(NewsNation) — A CIA drone strike has killed Al-Qaeda leader Ayman al-Zawahiri in Afghanistan, according to multiple Associated Press sources.
Al-Zawahiri, born in Egypt in 1951, succeeded Osama bin Laden as the head of Al-Qaeda following his death at the hands of U.S. forces in 2011.
Al-Zawahiri had been indicted for his alleged role in the Aug. 7, 1998 bombings of the United States embassies in Dar es Salaam, Tanzania, and Nairobi, Kenya.
He was also the leader of the Egyptian Islamic Jihad, the terrorist organization blamed for the assassination of Egyptian President Anwar el-Sadat in 1981, according to The New York Times.
Al-Zawahiri's loss eliminates the figure who more than anyone shaped Al-Qaeda, first as Osama bin Laden’s deputy since 1998, then as his successor.
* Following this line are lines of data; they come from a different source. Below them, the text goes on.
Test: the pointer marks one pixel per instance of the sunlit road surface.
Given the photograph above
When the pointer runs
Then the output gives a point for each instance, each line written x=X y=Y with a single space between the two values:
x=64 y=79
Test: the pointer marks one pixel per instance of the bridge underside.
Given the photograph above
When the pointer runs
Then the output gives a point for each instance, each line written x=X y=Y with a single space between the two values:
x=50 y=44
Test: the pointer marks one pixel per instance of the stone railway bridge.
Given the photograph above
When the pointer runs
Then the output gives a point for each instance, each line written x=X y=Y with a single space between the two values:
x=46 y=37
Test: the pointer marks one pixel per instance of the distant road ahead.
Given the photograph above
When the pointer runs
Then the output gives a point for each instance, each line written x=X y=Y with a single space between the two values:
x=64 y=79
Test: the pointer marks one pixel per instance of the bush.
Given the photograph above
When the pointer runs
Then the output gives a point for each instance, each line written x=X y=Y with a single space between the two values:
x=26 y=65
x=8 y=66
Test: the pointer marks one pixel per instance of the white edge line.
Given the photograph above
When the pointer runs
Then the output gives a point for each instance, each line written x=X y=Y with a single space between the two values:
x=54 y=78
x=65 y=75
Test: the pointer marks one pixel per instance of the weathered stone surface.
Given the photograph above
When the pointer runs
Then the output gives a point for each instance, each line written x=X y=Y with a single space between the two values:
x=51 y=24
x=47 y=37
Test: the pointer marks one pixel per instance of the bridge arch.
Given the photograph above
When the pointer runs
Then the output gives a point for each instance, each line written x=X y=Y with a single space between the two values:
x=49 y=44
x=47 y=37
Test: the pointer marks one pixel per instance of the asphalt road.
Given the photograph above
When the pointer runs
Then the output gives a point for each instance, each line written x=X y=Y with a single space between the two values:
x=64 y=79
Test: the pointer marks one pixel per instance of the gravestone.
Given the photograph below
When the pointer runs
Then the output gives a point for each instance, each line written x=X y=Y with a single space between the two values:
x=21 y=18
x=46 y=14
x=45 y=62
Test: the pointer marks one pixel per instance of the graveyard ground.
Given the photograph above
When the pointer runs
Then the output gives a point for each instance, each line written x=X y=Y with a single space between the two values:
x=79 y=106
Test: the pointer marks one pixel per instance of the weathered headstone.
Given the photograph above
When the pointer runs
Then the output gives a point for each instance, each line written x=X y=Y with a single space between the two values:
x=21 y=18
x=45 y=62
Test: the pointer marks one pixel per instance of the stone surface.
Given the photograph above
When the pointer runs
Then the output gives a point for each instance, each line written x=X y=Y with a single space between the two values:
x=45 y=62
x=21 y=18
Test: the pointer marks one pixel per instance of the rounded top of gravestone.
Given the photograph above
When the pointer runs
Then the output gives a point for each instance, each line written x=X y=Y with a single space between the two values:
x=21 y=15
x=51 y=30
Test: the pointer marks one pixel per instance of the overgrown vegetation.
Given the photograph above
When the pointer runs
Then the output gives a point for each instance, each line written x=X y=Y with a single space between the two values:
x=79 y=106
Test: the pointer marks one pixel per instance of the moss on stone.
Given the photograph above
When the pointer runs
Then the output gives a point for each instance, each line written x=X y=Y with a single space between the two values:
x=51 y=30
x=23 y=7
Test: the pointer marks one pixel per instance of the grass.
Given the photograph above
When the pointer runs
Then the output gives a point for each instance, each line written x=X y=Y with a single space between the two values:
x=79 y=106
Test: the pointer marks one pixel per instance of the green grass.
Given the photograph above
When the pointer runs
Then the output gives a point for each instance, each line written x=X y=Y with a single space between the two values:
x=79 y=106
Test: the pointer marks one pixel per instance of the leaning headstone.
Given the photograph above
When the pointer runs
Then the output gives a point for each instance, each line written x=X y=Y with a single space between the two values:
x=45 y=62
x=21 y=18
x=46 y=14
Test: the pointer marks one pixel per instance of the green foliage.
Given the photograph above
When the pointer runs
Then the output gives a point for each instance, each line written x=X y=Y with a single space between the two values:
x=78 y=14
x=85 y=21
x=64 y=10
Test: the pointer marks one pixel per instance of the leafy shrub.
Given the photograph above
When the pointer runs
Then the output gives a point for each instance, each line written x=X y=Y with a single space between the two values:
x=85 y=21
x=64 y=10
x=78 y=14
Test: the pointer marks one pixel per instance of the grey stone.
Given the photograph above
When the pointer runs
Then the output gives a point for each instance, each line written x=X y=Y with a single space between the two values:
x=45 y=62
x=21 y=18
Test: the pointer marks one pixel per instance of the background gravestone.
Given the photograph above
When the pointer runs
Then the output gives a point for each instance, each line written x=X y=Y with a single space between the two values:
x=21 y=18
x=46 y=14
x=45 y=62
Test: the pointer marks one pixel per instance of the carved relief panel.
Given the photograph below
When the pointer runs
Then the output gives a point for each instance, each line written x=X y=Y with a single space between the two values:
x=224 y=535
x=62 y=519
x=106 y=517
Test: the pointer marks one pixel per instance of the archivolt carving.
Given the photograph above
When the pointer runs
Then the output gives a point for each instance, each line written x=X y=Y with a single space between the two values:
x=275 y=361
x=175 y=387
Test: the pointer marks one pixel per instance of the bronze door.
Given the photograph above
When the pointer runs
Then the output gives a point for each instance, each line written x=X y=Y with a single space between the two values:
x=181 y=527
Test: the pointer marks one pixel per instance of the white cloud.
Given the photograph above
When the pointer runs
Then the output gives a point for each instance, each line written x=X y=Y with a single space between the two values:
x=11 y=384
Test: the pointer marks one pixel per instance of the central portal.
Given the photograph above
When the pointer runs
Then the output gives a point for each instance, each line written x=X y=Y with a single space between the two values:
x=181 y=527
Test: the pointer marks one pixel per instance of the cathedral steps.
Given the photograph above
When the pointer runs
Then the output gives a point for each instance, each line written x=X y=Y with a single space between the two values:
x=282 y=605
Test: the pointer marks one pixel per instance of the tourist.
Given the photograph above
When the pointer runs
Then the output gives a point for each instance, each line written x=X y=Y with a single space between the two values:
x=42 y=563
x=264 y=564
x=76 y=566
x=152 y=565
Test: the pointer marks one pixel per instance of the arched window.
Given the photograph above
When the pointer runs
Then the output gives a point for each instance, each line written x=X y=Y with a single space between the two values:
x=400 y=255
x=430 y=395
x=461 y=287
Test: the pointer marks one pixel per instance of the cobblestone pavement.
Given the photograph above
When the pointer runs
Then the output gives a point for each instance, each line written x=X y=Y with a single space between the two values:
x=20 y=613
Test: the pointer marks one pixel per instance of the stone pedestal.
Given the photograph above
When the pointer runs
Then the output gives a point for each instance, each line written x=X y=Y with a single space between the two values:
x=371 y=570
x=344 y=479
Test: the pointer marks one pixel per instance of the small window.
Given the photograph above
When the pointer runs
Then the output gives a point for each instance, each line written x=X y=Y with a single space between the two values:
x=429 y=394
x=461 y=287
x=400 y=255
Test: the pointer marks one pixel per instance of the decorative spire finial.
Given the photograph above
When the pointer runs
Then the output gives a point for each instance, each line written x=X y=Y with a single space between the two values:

Together, he and bin Laden focused the jihadi movement’s efforts on targeting the United States, carrying out the deadliest attack ever on American soil — the Sept. 11, 2001 suicide hijackings.
The attacks on the World Trade Center and Pentagon in 2001 made bin Laden America’s Enemy No. 1. But he likely could never have carried it out without al-Zawahiri. Bin Laden provided Al-Qaeda with charisma and money, but al-Zawahiri brought tactics and organizational skills needed to forge militants into a network of cells in countries around the world.
Their partnership was forged in the late 1980s, when al-Zawahiri reportedly treated the Saudi millionaire bin Laden in the caves of Afghanistan as Soviet bombardment shook the mountains around them.